Welsh lawyer, topographer and poet

Richard Fenton (January 1747 – November 1821) was a Welsh lawyer, topographer and poet.

==Biography==
Fenton was born in January 1747 in St David's, Pembrokeshire, and was baptised in St David's Cathedral on 20 February 1747, "being then a month old". He was educated at the cathedral school, and at an early age obtained a situation in London in the custom house. Later he entered the Middle Temple, and studied for the legal profession. After being called to the bar he attended the circuits in Wales for several years.

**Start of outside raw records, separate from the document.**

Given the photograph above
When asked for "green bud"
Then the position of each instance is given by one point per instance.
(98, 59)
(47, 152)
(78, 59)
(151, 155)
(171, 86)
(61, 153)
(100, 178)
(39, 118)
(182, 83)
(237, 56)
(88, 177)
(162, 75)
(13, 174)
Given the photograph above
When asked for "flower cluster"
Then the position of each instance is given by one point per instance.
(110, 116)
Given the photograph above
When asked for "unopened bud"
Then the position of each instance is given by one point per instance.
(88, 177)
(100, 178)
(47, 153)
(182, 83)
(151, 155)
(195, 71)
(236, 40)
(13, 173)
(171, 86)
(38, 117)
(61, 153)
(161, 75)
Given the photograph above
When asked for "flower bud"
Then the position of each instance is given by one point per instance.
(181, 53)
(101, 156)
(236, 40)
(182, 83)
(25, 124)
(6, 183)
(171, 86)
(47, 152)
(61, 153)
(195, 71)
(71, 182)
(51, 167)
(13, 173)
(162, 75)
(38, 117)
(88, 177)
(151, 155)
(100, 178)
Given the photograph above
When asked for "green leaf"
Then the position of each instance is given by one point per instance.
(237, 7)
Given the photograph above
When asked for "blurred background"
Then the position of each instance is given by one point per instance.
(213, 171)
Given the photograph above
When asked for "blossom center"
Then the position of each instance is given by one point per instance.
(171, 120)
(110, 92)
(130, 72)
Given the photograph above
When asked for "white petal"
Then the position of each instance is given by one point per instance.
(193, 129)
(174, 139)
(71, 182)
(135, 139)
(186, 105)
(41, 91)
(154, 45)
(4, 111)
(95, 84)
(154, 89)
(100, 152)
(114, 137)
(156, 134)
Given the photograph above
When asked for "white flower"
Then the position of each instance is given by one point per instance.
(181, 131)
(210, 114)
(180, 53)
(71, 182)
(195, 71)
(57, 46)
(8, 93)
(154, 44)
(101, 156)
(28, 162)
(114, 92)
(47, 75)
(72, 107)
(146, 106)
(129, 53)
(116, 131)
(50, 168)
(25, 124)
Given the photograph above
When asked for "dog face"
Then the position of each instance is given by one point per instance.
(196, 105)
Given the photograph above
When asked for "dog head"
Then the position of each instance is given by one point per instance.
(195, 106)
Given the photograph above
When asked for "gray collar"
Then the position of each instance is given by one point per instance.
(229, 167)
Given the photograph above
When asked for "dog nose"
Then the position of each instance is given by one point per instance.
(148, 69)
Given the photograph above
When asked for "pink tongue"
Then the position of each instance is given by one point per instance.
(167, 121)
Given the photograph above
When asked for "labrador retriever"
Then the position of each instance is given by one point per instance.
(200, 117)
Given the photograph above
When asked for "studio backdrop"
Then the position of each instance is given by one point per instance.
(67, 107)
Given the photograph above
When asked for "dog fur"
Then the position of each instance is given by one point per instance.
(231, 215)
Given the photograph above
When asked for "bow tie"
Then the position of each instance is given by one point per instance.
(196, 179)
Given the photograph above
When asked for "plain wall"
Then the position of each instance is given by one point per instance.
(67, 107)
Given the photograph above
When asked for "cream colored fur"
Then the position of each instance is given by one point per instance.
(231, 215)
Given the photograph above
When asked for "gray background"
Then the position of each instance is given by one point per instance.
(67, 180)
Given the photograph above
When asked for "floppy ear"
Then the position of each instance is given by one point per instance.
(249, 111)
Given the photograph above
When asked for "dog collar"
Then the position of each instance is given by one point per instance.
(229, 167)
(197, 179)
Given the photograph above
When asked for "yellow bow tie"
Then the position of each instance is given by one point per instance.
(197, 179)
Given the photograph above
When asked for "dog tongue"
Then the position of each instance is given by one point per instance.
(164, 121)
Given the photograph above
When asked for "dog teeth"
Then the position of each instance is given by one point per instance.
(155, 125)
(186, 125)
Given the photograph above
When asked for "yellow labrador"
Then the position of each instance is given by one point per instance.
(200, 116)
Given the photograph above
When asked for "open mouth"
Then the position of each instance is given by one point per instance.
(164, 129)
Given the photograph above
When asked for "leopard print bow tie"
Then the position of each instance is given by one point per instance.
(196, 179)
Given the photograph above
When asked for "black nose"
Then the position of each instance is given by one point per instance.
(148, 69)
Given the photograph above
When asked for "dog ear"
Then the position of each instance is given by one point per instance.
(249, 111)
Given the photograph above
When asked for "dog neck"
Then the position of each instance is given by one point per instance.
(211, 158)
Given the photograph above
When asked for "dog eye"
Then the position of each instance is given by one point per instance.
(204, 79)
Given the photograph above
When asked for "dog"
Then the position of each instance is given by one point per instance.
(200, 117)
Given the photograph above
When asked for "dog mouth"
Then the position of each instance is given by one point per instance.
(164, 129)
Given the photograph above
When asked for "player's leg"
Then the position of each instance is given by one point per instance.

Subsequently he devoted his time to literary pursuits; he was a friend of Oliver Goldsmith and Sir Richard Colt Hoare. He travelled throughout Wales, studying local records and publishing several topographical volumes. After a merchant uncle died, he took over his mercantile fleet. Fenton died at his home at Plas Glynamel, Fishguard, in November 1821, and was buried nearby at Manorowen.

==Works==
Fenton's works include:

- Poems, London 1773; 2 vols. 1790.
- A Historical Tour through Pembrokeshire, London 1811, with thirty plates and a map. This was the work censured by Thomas Burgess, in his Bishops and benefactors of St. David's vindicated from the misrepresentations of a recent publication, 1812. Fenton's reply to the bishop remained in manuscript. Prefixed is the author's portrait, engraved by Thomas Woolnoth, from a painting by Samuel Woodforde; the original is at Stourhead. The work made use of manuscripts of George Owen Harry.
- A Tour in quest of Genealogy through several parts of Wales, Somersetshire, and Wiltshire in a series of letters … interspersed with a description of Stourhead and Stonehenge … and curious fragments from a manuscript collection, ascribed to Shakespeare. By a Barrister, London 1811.
- Memoirs of an old Wig, London, 1815, (anon.), a humorous work.
- A translation of the Deipnosophistæ of Athenæus; manuscript deposited in the library of Richard Colt Hoare at Stourhead.
- "Cromlech at Llanwnda, Pembrokeshire" in Archaeologia Cambrensis, No 12 (October 1848), at p. 283
- Tours in Wales (1804–1813) (ed. John Fisher), Archaeologia Cambrensis Supplemental Volume, 1917.

Fenton also left comedies in manuscript, and manuscript materials for the history of every county in Wales.

==Family==
Fenton married Eloise, the daughter of David Pillet, a Swiss military officer.